Kaşları çatık Mert beye bakmıştım. Benim kadar olmasa da başka manyaklarda varmış dedim içimden. Berke 'nin odasının önüne geldiğimiz de kapıyı çalmıştım. Berke gel dediğinde kapıyı açarak Mert beyi buyur ettim. Mert beyin peşinden içeriye girdiğimizde, içeride hiç beklemediğim bir manzarayla karşılaştım, deli doktor buradaydı. Ben ona bakarken o oturduğu yerden kalktı. Ben daha ne olduğunu anlamadan Mert beye sarıldı. O zaman bu Mert, o Mert'ti. Sinirle derin bir nefes aldığımda, doktorun sesiyle önüme döndüm ;

''Adamım ''

''Karam, Karagözlüm''

''Seni çok özledim ''

''Bırakıp gitmeseydin yavrum ''

''Kokunu özlemişim ''

''Abartmaaa imera feram ''

Mert bey, doktoru kolunun altına alıp anlını öptükten sonra, bana bakıp;

''Kusura bakmayın Mustafa Hamza bey, size dediğim kıymetlim bu hanımefendi. Sözleşmeyi hemen imzalayalım çıkalım biz''

Sadece kafamı salladım konuşursam ağır olacaktı ve bu adamdan da iyi mimar yoktu. Masaya oturduk sözleşmeyi konuşurken Mert bey doktorun elini tutuyordu. Sabır çekmekten başka bir şey yapamıyordum, iç sesimle konuşmamı Berke bozdu ;

"Mert ne zamana kadar buradasın ''

''Karam kovana kadar. Hiç olmazsa sizin nişanınızı yapar dönerim ''

Sözleşmeyi imzaladıktan sonra müsaade isteyip, doktoru kolun altına aldı. Onlar odadan çıkarken, bende hızla kendi odama geçtim.

....................

MERYEMCE...

Eve geldiğimizde Mert evi gezerken, bir taraftan da konuşuyorduk.

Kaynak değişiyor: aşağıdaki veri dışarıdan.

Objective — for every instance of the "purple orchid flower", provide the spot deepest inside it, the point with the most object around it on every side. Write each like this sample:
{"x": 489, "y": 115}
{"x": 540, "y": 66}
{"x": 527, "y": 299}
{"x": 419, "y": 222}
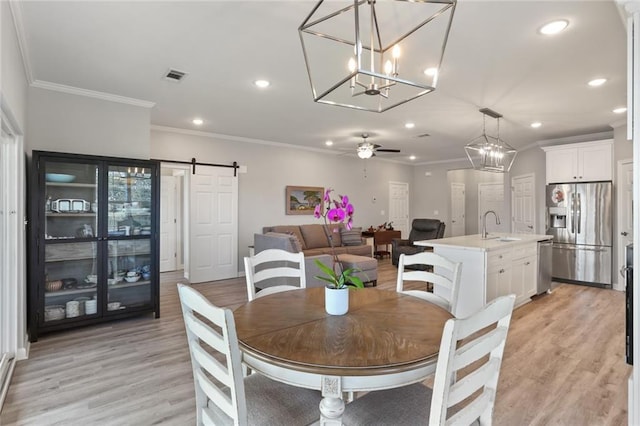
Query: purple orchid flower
{"x": 336, "y": 215}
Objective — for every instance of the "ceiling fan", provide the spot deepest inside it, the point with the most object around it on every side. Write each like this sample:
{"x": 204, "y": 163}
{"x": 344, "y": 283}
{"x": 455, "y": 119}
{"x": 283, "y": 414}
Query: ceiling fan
{"x": 368, "y": 150}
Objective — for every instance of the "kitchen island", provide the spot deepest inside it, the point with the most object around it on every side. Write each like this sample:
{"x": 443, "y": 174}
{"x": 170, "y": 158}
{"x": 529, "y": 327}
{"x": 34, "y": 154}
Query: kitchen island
{"x": 498, "y": 265}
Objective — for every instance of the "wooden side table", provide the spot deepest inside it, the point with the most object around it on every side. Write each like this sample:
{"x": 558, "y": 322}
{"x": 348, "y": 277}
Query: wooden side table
{"x": 381, "y": 238}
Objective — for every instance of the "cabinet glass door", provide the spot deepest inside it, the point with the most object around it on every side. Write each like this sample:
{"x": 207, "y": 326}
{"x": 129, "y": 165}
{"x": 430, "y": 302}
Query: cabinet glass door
{"x": 70, "y": 235}
{"x": 129, "y": 234}
{"x": 71, "y": 207}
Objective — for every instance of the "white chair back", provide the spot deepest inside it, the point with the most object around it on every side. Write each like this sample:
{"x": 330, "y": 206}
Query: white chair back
{"x": 257, "y": 270}
{"x": 444, "y": 275}
{"x": 460, "y": 348}
{"x": 226, "y": 389}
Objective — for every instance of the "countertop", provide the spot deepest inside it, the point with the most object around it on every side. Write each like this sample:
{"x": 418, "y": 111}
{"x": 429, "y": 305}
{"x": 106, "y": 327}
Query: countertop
{"x": 495, "y": 241}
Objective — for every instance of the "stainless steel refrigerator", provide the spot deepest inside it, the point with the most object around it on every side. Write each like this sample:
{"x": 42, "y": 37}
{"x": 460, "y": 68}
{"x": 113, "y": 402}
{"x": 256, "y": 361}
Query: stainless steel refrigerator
{"x": 579, "y": 218}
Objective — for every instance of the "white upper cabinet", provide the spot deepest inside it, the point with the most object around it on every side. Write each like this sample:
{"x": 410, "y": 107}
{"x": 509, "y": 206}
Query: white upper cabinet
{"x": 580, "y": 162}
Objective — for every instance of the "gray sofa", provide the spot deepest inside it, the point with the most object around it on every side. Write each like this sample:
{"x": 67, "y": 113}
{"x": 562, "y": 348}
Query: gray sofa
{"x": 315, "y": 246}
{"x": 313, "y": 239}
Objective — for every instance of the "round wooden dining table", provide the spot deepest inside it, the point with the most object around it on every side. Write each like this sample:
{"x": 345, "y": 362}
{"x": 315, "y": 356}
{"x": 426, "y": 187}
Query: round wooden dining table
{"x": 385, "y": 340}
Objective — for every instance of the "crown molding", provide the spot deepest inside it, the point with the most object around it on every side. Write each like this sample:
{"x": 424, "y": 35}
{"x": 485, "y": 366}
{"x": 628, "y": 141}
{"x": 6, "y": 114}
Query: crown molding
{"x": 452, "y": 160}
{"x": 18, "y": 23}
{"x": 91, "y": 94}
{"x": 258, "y": 141}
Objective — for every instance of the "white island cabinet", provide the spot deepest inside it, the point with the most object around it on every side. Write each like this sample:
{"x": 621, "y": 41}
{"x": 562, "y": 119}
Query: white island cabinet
{"x": 499, "y": 265}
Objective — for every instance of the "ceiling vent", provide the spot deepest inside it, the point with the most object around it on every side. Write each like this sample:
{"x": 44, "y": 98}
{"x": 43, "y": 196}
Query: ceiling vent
{"x": 175, "y": 75}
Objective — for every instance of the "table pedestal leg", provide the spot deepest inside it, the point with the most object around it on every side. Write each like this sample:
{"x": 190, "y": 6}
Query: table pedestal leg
{"x": 332, "y": 405}
{"x": 331, "y": 410}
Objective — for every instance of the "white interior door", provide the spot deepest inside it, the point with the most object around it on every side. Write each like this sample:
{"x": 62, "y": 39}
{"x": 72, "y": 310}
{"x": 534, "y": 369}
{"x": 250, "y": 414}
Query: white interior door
{"x": 457, "y": 209}
{"x": 523, "y": 204}
{"x": 168, "y": 223}
{"x": 213, "y": 224}
{"x": 491, "y": 197}
{"x": 399, "y": 207}
{"x": 625, "y": 216}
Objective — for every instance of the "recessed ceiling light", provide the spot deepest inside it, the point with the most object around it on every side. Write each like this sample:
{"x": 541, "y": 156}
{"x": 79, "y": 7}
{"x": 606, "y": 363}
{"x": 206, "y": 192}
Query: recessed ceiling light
{"x": 597, "y": 82}
{"x": 431, "y": 71}
{"x": 553, "y": 27}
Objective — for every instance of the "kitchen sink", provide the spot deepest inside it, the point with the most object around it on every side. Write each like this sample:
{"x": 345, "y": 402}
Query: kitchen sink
{"x": 507, "y": 239}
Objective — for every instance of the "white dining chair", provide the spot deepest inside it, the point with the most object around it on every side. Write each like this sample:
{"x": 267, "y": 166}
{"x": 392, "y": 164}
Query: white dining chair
{"x": 443, "y": 273}
{"x": 473, "y": 360}
{"x": 270, "y": 264}
{"x": 223, "y": 396}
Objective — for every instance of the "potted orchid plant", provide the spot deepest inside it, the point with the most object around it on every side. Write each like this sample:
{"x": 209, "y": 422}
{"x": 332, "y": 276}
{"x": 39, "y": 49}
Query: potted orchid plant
{"x": 337, "y": 278}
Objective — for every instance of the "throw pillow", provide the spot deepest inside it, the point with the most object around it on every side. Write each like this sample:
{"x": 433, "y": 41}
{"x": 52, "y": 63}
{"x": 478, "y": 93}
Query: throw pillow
{"x": 334, "y": 229}
{"x": 351, "y": 237}
{"x": 314, "y": 236}
{"x": 295, "y": 242}
{"x": 294, "y": 229}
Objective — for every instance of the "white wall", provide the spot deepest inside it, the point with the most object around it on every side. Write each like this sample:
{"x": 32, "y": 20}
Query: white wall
{"x": 13, "y": 93}
{"x": 270, "y": 168}
{"x": 66, "y": 122}
{"x": 13, "y": 87}
{"x": 431, "y": 192}
{"x": 532, "y": 160}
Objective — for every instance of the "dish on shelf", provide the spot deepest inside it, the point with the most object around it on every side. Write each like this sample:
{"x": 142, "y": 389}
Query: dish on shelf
{"x": 53, "y": 285}
{"x": 114, "y": 281}
{"x": 85, "y": 286}
{"x": 59, "y": 177}
{"x": 54, "y": 312}
{"x": 69, "y": 283}
{"x": 91, "y": 307}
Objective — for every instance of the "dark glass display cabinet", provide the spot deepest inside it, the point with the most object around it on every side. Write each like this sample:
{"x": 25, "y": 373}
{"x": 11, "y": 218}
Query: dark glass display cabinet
{"x": 94, "y": 236}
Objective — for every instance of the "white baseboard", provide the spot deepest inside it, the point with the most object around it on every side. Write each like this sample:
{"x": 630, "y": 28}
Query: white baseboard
{"x": 7, "y": 364}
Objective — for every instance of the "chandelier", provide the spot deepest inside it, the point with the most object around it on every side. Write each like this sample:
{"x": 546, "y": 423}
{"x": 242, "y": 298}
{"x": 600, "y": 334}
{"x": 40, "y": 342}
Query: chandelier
{"x": 490, "y": 153}
{"x": 374, "y": 55}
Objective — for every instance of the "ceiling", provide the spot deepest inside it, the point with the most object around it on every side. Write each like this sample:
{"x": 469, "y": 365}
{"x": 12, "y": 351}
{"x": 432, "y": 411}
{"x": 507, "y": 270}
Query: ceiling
{"x": 494, "y": 58}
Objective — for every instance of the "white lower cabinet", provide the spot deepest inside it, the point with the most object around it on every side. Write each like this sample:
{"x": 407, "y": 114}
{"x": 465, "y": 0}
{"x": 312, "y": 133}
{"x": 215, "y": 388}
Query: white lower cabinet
{"x": 502, "y": 268}
{"x": 499, "y": 272}
{"x": 512, "y": 271}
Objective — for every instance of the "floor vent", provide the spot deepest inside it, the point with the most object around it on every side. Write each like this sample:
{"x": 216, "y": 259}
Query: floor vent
{"x": 175, "y": 75}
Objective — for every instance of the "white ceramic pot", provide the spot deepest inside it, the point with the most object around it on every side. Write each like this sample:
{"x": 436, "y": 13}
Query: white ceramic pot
{"x": 336, "y": 301}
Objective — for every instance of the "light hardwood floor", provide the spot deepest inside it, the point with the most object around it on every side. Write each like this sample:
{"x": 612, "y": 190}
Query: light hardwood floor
{"x": 563, "y": 365}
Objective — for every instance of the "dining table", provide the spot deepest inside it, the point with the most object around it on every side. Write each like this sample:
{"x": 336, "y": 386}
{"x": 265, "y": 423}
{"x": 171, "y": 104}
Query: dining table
{"x": 385, "y": 340}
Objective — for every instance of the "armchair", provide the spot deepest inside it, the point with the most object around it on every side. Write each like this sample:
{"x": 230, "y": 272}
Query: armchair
{"x": 421, "y": 229}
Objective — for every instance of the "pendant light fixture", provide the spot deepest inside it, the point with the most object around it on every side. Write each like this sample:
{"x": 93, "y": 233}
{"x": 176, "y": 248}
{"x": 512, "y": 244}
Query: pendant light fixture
{"x": 490, "y": 153}
{"x": 374, "y": 55}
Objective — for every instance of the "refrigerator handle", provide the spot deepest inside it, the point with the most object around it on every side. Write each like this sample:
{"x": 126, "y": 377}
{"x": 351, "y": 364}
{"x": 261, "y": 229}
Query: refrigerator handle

"Niye haber vermedin kardeşcağızım ''

"Aman sürpriz yapacaktım be ablam ''

"Olsun geldin ya, kaç gün buradasın ''

"Dediğim gibi beş altı gün buradayım. Bu adamların işlerini aldım. Gelir giderim ayda bir "

"Çok güzel oldu, yemek hazırlayayım mı?"

"Yok ablam yatacağım."

Mert benim odamı hemen tanıdığı için, kendini benim yatağıma yüz üstü atmıştı. Saçlarını severek odadan çıkmıştım. Üzerime siyah hırkamı giyerek Mihriban teyzeye verdiğim çay sözünü tutmak için konağa gittim. Konağın avlusuna girdiğimde Mihriban teyzem avluda yanında periyle konuşuyordu. Beni gören Mihriban teyzem hemen ayağa kalkıp yanıma geldi. Sarıldıktan sonra gülen gözlerle;

''Hoş geldin Meryemce kızım ''

''Hoş bulduk Mihriban teyzem, nasılsınız ?"

"İyiyim güzel kızım sen nasılsın"

"İyiyim Mihriban teyzem, Mirza amca yok mu ''

Mihriban teyzem ağızını açıyordu ki, avluda Mirza amcanın sesi duyuldu.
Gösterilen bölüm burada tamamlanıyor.